Trademark Rock 'n Rants from Ted Nugent
By David Malachowski, Special to the Times Union
CLIFTON PARK - Having recently played his 6,000th live show, at age 59, one of rock's original wild men, guitarist Ted Nugent, brought his Wango Tango to Northern Lights Wednesday and there was never a dull moment.
He's written books ("God, Guns & Rock n' Roll" and "Kill It and Grill It") had a reality show ("Surviving Nugent: the Ted Commandments"), is on the NRA board of directors and has sold millions of records.
And Nugent has his own line of beef jerky called Gonzo Meat Biltong.
A man of strong opinion, Nugent's overheated rhetoric has frequently put him in the middle of controversy, something he seems to wallow in. Wednesday night was no exception.
In Clifton Park, still in possession of his trademark long locks and Gibson Byrdland guitar, a spry looking Nugent wore a cowboy hat when he took the stage screaming. He dove into a bombastic take on "Star Spangled Banner" albeit without the nuance of the Hendrix version.
And it was loud.
Nugent brought along a formidable band featuring former Dokken drummer Mick Brown and bassist Greg Smith, and it certainly sounded like much more than three people.
Old favorite "Wango Tango" was almost primitive in its simplicity. Nugent offered a blazing solo, and he was just getting warmed up. "Uncle Ted reporting for duty!" he screamed and hit the machine gun lick of "Stormtroopin'." In the same vein, "Dog Eat Dog" was as subtle as a plane crash.
His guitar work was simply exceptional. His technique, tone and inventiveness unparalleled. The only down side was when he talked. He felt the need to imply one of the presidential candidates wasn't "American enough" to be president.
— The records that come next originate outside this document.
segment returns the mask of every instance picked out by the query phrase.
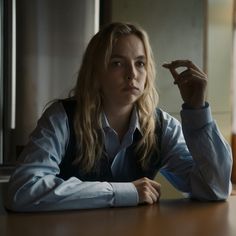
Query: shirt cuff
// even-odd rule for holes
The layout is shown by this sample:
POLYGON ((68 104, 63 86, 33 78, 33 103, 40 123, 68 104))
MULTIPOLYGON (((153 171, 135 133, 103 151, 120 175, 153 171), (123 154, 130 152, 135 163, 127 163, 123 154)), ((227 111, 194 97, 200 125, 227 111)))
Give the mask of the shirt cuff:
POLYGON ((132 183, 110 183, 115 193, 114 206, 136 206, 138 192, 132 183))
POLYGON ((183 109, 180 113, 182 125, 189 129, 200 129, 213 121, 208 103, 201 109, 183 109))

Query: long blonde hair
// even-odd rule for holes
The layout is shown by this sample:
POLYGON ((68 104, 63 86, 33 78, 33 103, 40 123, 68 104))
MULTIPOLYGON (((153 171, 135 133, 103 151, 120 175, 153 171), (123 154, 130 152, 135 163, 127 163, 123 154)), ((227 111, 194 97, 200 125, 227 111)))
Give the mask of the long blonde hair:
POLYGON ((102 99, 98 76, 106 70, 115 41, 124 35, 136 35, 143 42, 147 57, 147 79, 144 92, 137 101, 142 138, 136 145, 140 164, 146 168, 149 155, 157 148, 155 108, 158 94, 155 89, 155 65, 149 39, 144 30, 127 23, 111 23, 100 30, 89 42, 73 90, 77 101, 74 128, 77 140, 75 164, 91 171, 103 156, 102 99))

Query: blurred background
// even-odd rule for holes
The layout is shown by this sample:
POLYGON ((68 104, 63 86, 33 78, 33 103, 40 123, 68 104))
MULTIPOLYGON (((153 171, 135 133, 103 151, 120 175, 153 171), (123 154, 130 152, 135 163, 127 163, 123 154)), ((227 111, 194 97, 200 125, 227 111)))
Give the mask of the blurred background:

Later he shared "If I hear the words `animal' and `rights' in the same sentence, I'm gonna kill 200 more things!" The clincher was at the end of the show, when he came out brandishing what appeared to be automatic weapons, yelling "Freedom!" as he held them high.
Soon the wicked "Weekend Warriors" and slide powered "Love Grenade" turned up the heat, but the real wild card was a biting cover of "Soul Man." A "song for my hunting buddies," "Fred Bear" was a bit hollow and aimless, but that was soon forgot as the signature lick of "Cat Scratch Fever" came out of the wall of amplifiers, and the jam-packed house went nuts.
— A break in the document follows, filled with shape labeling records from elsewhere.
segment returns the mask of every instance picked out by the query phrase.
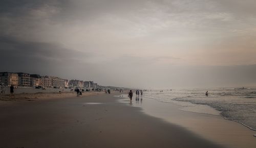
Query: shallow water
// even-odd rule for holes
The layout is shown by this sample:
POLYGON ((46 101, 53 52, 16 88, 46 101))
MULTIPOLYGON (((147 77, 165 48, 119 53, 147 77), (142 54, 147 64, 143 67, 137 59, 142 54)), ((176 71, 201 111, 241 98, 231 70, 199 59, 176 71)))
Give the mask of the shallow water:
POLYGON ((215 88, 173 89, 145 92, 143 98, 173 103, 181 110, 214 115, 241 122, 256 129, 256 88, 215 88), (208 91, 208 95, 205 95, 208 91), (215 109, 213 109, 214 108, 215 109))

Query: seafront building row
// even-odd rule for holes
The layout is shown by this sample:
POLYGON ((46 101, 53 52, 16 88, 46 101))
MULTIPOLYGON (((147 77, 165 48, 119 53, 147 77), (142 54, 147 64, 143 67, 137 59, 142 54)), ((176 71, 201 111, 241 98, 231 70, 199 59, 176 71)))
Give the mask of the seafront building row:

Nugent rocked, and played his behind off. Now if we could only get him to shut up.
Surviving Nugent indeed.
Concert review -- TED NUGENT
When: 8:30 p.m. Wednesday
Where: Northern Lights, Route 146, Clifton Park
Length: Nugent played two hours
Highlights: Nugent's ``Storm- troopin','' ``Wango Tango,'' ``Cat Scratch Fever''
Crowd: Wall to wall middle-aged rockers.
David Malachowski is a local freelance writer from Woodstock and a regular contributor to the Times Union.